Não é falando que qualquer outro adolescente desse filme seja passável de fato por um adolescente, mas ainda assim, a escolha de Platt simplesmente por ele ter sido o protagonista do musical. Isso nos leva ao outro ponto negativo da escolha do ator, sua atuação não parece muito adequada para o cinema neste papel. É como se ele estivesse num tom a mais do que todos os outros atores, um tanto mais pantomímico e exagerado. Isso inclusive tira o peso de vários momentos, especialmente de músicas, pois Platt claramente está tentando demais. De todos presentes no filme, é o personagem protagonista o que convence mais, partindo de inúmeros pontos de exagero e estereótipos de pessoas ansiosas. 

Além do mais, que protagonista mais escroto esse, com tudo o que ele faz e como ele faz. No começo é possível entender como ele termina no meio dessa confusão, mas chega num momento onde ele está agindo de um local de total egoísmo e brincando com os sentimentos de pessoas que perderam alguém para o suicídio. O filme perde muito com a narrativa seguindo Evan Hansen, ou ao menos como opta por seguir esta narrativa, com uma perspectiva egoísta do rapaz. É menos sobre saúde mental e mais sobre um cara mentindo pra se dar bem, por suas próprias razões, mas mesmo assim.
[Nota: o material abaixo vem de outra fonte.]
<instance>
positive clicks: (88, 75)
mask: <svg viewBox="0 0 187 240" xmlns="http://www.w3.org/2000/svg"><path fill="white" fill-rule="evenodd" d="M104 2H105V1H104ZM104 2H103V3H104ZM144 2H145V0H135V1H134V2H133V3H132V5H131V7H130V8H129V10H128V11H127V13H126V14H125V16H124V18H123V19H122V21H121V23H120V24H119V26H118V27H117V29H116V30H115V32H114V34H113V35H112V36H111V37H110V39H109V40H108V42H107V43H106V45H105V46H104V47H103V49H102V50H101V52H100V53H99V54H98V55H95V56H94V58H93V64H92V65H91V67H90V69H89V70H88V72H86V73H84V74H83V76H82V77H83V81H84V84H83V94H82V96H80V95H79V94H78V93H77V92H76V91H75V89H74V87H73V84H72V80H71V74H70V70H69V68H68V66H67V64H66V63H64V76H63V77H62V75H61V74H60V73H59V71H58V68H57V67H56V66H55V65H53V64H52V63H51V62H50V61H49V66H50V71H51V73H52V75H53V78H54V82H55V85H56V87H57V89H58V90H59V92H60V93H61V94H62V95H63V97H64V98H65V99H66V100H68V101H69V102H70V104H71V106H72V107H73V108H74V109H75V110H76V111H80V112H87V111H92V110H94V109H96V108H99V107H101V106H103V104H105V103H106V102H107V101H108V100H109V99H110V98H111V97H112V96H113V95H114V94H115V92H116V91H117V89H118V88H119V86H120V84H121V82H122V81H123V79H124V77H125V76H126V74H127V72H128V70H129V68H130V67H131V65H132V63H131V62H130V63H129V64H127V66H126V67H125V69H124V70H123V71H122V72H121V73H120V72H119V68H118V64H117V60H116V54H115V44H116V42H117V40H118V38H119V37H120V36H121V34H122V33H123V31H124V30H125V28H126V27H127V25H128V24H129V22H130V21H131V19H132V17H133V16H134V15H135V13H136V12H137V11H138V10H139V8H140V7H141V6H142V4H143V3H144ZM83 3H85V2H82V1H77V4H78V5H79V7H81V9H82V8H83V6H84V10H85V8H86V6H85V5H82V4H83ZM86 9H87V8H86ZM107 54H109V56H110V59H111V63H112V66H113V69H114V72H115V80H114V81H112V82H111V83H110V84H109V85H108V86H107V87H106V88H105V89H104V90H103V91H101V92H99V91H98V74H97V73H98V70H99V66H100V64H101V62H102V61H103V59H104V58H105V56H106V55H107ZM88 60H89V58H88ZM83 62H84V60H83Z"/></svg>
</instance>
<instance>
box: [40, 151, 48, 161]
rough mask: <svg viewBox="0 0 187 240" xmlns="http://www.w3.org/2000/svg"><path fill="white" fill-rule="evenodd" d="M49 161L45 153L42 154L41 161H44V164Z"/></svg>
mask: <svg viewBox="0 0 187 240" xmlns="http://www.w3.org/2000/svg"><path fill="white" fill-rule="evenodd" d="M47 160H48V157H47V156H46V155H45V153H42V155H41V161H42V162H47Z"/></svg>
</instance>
Ao redor, temos personagens lidando com seu luto, com seus problemas financeiros e com suas próprias doenças psicológicas. Mas o filme não desperdiça totalmente a possibilidade de abordar o tópico de depressão e suicídio, só poderia ter feito isso de forma mais palpável e aprofundada pelas pessoas atingidas. A forma como o protagonista coloca seus sentimentos por uma menina que mal conhece, Zoe (Kaitlyn Denver), no topo do sentimento de luto de toda a família dela. No meio de todos os personagens com problemas complexos apresentados no filme, reitero o quão este peca seguindo o ponto de vista de Evan Hansen.

Um dos pontos altos do filme é ao abordar bem como a depressão atinge as pessoas, o sentimento de invisibilidade e como se ninguém fosse capaz de ajudar. O problema do filme é ir e voltar muito entre uma temática tão pesada e um roteiro às vezes muito fraco e pastelão. Me parece que durante o filme as coisas não têm o peso necessário, enquanto em outras o peso é demais. Recomendo inclusive cuidado para pessoas com gatilhos com depressão e suicídio ao irem ver o filme, as coisas podem doer mais do que estamos preparados. 

No meio de uma grande bagunça de dramas mal explorados, a verdadeira protagonista e mocinha do filme termina por ser a personagem Alana (Amandla Stenberg). Uma moça da escola lidando com depressão e ansiedade, com vontade de fazer mais pelos anônimos que lidam com as mesmas doenças que ela, Evan e Connor. Embora como qualquer personagem, ela seja passível de erros, como ela mesma comete, eles não vêm de um local de puro egoísmo. Entendemos sua causa, o que a move, e as suas razões são extremamente palpáveis. 

Julianne Moore e Amy Adams interpretam as mães de Evan e Connor, respectivamente, e ambas fazem um grandioso trabalho com as suas personagens. Ambas conseguem tirar leite de pedra em meio a um enredo conturbado causado por um menino egoísta, as duas são extremamente magoadas – de formas muito diferentes. O personagem de Danny Pino, Larry, padrasto de Connor, é outro dos pontos altos da narrativa do filme e como o mesmo é capaz de mostrar as múltiplas formas de luto.

Querido Evan Hansen chega ao cinema com uma ótima trilha musical e algumas atuações muito boas e outras nem um pouco. Se finaliza como um filme muito preso ao material de origem, que não é nada atual e cuja trama não se traduziu para o cinema com um elenco muito velho para interpretar adolescentes.